Le financement national de la riposte au VIH dans les pays à revenu faible et intermédiaire baisse depuis deux ans
Partout les budgets contre le VIH ont reculé. Même l’ONUsida doit reconnaître que « l’aide au développement à l’étranger pour le VIH fournie par des donateurs bilatéraux autres que les États-Unis d’Amérique a chuté de 57 % au cours de la dernière décennie ». Huit milliards de dollars manquent à la riposte au VIH dans les pays à revenu faible et intermédiaire par rapport au niveau nécessaire d’ici 2025. Le montant du remboursement de la dette par les pays les plus pauvres a atteint 171 % de l’ensemble des dépenses de santé, d’éducation et de protection sociale combinées, ce qui tue dans l’œuf leurs capacités à riposter au sida, alors que dans le même temps la crise et la guerre en Ukraine font monter les prix internationaux de denrées, des médicaments, multipliant les pénuries. Le financement national de la riposte au VIH dans les pays à revenu faible et intermédiaire baisse depuis deux ans. Les règles de l’Organisation mondiale du commerce (OMC), les droits de propriété intellectuelle et les brevets des firmes pharmaceutiques interdisent aux pays dominés de produire à bas coût les médicaments, les tests capables de traiter, prévenir et dépister le VIH, y compris les traitements anti-VIH innovants et prometteurs à action prolongée. Et leurs prix sont beaucoup trop élevés pour que ces pays les achètent en grande quantité. Sans compter qu’une part des milliards d’euros versés par les États pour la lutte contre le covid ont été siphonnés sur les fonds internationaux contre la lutte VIH-tuberculose. En effet, l’association tuberculose multi-résistante et VIH est fréquente et fait des millions de morts.

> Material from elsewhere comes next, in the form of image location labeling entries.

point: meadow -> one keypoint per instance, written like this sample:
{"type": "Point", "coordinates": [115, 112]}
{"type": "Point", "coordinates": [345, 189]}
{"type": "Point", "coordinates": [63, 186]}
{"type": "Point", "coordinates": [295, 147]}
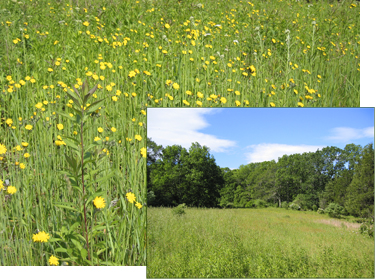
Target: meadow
{"type": "Point", "coordinates": [184, 53]}
{"type": "Point", "coordinates": [73, 160]}
{"type": "Point", "coordinates": [255, 243]}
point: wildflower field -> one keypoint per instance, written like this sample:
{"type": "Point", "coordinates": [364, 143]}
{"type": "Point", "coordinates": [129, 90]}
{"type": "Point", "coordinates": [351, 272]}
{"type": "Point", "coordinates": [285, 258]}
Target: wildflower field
{"type": "Point", "coordinates": [255, 243]}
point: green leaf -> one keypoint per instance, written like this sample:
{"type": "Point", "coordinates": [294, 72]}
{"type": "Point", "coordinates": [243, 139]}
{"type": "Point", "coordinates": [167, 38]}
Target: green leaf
{"type": "Point", "coordinates": [87, 96]}
{"type": "Point", "coordinates": [53, 239]}
{"type": "Point", "coordinates": [75, 100]}
{"type": "Point", "coordinates": [71, 144]}
{"type": "Point", "coordinates": [93, 107]}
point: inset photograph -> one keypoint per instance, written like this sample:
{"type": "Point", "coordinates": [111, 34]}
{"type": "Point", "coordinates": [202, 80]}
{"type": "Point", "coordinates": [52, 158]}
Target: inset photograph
{"type": "Point", "coordinates": [260, 193]}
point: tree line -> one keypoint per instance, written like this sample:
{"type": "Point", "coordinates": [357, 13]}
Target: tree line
{"type": "Point", "coordinates": [305, 181]}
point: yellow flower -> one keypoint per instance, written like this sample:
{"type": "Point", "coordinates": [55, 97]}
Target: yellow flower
{"type": "Point", "coordinates": [3, 149]}
{"type": "Point", "coordinates": [11, 190]}
{"type": "Point", "coordinates": [138, 205]}
{"type": "Point", "coordinates": [143, 152]}
{"type": "Point", "coordinates": [131, 197]}
{"type": "Point", "coordinates": [53, 260]}
{"type": "Point", "coordinates": [99, 202]}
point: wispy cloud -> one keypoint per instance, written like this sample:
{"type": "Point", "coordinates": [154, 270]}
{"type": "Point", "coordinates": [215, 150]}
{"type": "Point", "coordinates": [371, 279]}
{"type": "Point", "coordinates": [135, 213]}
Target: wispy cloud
{"type": "Point", "coordinates": [266, 152]}
{"type": "Point", "coordinates": [170, 126]}
{"type": "Point", "coordinates": [346, 134]}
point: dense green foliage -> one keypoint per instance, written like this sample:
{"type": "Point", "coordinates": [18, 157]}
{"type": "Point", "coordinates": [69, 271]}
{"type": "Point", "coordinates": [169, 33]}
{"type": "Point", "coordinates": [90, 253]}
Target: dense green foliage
{"type": "Point", "coordinates": [181, 176]}
{"type": "Point", "coordinates": [255, 243]}
{"type": "Point", "coordinates": [308, 181]}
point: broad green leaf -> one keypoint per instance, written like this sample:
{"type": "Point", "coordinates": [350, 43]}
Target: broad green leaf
{"type": "Point", "coordinates": [83, 253]}
{"type": "Point", "coordinates": [66, 207]}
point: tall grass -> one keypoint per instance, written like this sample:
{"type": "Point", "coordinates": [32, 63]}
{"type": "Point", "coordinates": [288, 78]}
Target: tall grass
{"type": "Point", "coordinates": [185, 53]}
{"type": "Point", "coordinates": [261, 243]}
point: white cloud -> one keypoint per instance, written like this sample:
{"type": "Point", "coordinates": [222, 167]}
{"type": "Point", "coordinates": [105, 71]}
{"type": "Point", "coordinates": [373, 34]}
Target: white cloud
{"type": "Point", "coordinates": [170, 126]}
{"type": "Point", "coordinates": [347, 134]}
{"type": "Point", "coordinates": [266, 152]}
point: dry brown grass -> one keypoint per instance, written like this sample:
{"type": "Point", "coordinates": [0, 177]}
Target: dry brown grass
{"type": "Point", "coordinates": [338, 223]}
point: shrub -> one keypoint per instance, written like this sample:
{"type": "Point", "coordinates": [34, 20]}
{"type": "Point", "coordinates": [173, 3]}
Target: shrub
{"type": "Point", "coordinates": [334, 210]}
{"type": "Point", "coordinates": [179, 210]}
{"type": "Point", "coordinates": [294, 206]}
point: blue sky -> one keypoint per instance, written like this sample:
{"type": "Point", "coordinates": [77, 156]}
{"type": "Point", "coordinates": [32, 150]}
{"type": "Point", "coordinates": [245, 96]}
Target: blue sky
{"type": "Point", "coordinates": [238, 136]}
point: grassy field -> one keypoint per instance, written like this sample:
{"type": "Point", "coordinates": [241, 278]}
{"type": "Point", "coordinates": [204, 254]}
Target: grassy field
{"type": "Point", "coordinates": [260, 243]}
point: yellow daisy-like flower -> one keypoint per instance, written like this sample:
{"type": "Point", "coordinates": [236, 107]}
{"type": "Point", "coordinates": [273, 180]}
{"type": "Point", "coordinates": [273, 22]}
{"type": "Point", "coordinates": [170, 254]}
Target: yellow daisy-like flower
{"type": "Point", "coordinates": [143, 152]}
{"type": "Point", "coordinates": [99, 202]}
{"type": "Point", "coordinates": [11, 190]}
{"type": "Point", "coordinates": [3, 149]}
{"type": "Point", "coordinates": [53, 260]}
{"type": "Point", "coordinates": [131, 197]}
{"type": "Point", "coordinates": [138, 205]}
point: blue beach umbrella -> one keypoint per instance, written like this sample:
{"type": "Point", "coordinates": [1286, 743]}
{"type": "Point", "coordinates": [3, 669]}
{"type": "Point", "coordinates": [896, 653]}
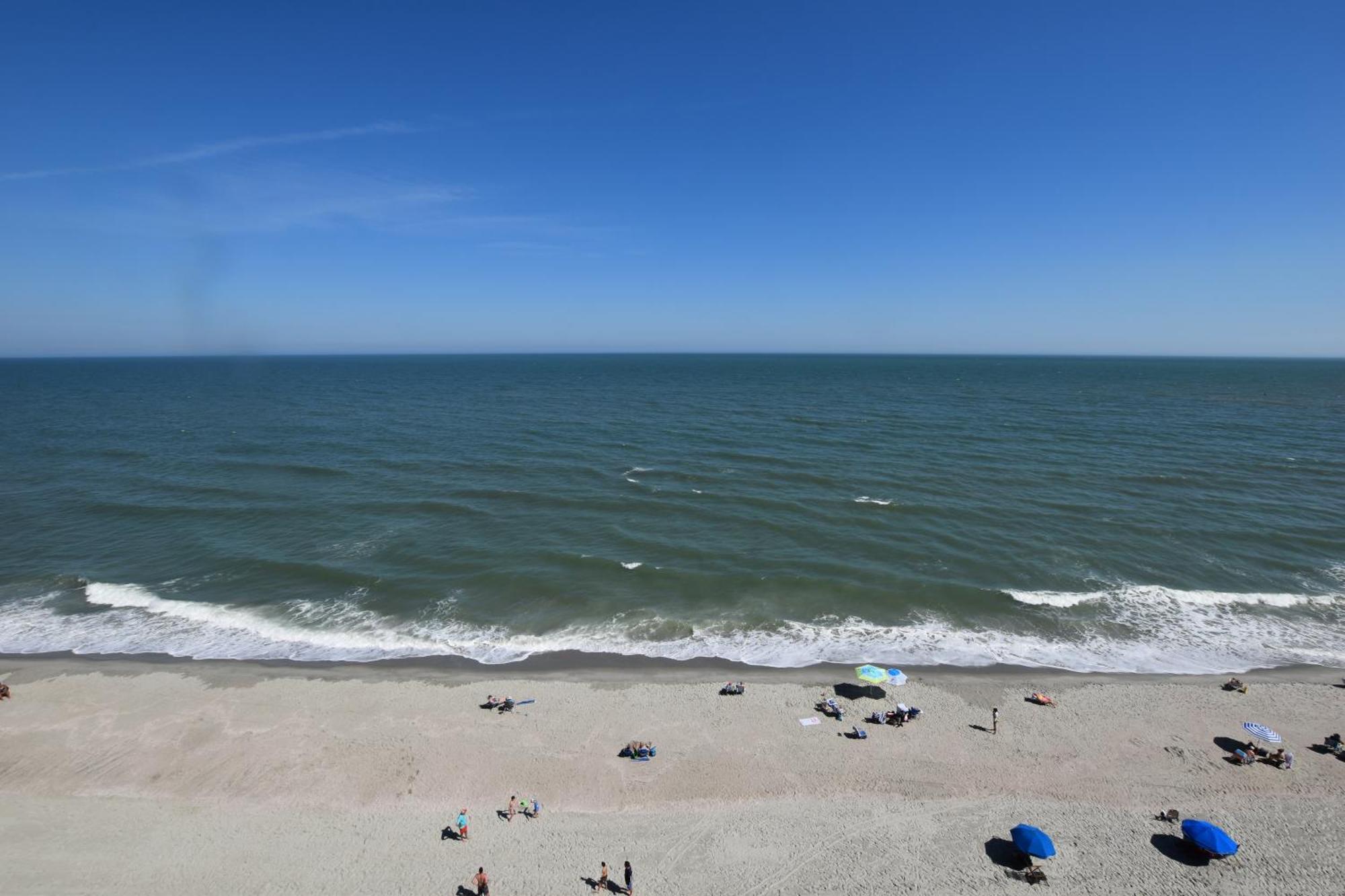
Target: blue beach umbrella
{"type": "Point", "coordinates": [1034, 841]}
{"type": "Point", "coordinates": [1262, 732]}
{"type": "Point", "coordinates": [1210, 838]}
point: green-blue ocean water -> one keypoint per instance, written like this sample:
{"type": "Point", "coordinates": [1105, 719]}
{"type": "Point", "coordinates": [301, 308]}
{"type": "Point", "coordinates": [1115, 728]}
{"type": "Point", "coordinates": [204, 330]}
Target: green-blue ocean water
{"type": "Point", "coordinates": [1128, 514]}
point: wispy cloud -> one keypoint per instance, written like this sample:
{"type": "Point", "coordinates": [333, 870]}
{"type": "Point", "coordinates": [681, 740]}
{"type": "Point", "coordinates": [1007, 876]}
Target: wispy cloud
{"type": "Point", "coordinates": [275, 198]}
{"type": "Point", "coordinates": [221, 149]}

Seules trois quarts des personnes séropositives ont accès à un traitement antirétroviral
Depuis 2012, le laboratoire Johnson et Johnson a mis sur le marché un nouveau traitement, la Bedaquiline, très efficace, oral, avec beaucoup moins d’effets secondaires que les anciens traitements. Depuis des années, la campagne d’accès aux médicaments essentiels de Médecins sans frontières (MSF) dénonce les prix très élevés de la Bedaquiline, alors que le produit a été développé avec des fonds publics aux États-Unis et l’intervention d’associations comme MSF. Une dénonciation d’autant plus nécessaire qu’un prix de 0,25 dollar par jour suffirait à rentabiliser le produit !

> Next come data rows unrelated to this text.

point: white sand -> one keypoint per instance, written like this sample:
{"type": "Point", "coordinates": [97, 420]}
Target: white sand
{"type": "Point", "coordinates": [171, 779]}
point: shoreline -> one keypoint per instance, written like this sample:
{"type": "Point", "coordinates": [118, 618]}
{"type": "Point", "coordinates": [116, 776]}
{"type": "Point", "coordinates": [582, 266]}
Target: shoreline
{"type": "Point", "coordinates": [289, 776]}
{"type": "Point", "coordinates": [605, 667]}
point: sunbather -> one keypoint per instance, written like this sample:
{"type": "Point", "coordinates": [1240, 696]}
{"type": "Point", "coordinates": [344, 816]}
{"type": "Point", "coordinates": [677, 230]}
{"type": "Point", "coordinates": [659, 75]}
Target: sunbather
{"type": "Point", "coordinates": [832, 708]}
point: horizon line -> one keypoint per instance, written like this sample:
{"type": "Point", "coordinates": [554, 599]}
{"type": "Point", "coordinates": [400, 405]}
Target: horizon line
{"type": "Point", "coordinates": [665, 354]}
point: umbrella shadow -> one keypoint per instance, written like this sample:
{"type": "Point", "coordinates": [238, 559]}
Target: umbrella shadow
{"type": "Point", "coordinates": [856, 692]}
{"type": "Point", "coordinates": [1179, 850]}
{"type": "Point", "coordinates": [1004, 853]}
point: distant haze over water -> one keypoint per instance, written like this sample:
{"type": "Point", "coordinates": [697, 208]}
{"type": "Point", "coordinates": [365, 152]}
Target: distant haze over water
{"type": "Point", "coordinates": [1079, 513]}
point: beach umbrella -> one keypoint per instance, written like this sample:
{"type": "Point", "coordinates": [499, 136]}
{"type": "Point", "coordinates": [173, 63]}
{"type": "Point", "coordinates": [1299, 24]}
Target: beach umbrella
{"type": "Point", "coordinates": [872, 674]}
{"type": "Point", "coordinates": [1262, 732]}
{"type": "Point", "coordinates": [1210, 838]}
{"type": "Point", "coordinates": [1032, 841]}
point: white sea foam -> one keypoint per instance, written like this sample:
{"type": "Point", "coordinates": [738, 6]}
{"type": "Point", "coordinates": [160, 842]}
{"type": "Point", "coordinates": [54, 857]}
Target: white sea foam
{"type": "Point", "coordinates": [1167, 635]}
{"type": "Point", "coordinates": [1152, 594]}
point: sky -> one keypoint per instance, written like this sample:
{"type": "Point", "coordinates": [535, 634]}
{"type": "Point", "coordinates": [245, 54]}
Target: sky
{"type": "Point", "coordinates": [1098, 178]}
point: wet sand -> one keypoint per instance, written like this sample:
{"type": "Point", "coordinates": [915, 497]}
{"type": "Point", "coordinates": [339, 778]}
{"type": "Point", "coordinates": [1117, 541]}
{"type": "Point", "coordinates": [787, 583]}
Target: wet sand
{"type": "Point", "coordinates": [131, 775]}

Aujourd’hui seulement trois quarts des personnes séropositives ont accès à un traitement antirétroviral, ce qui veut dire qu’au moins dix millions de personnes en sont privées. Un accès qui descend à 52 % seulement pour les enfants. Et un écart qui se creuse avec les adultes ! On le voit, la question du VIH démontre que la santé est moins une question de médicaments, de médecins… que de lutte contre les oppressions, les exclusions, l’appropriation par quelque-uns des biens communs que sont l’éducation, l’autonomie, les médicaments. À l’opposé du traitement capitaliste de la crise du covid, où les patientEs étaient le problème qu’on devait mater à coups d’amendes ou de QR code, les activistes du sida démontrent que les malades sont une partie de la solution, par leurs mobilisations, leurs exigences de participation en tant que patientE expert, à une santé communautaire centrée sur les patientEs, les usagerEs, les communautés et leurs droits, garantis par leur information et leur auto-organisation.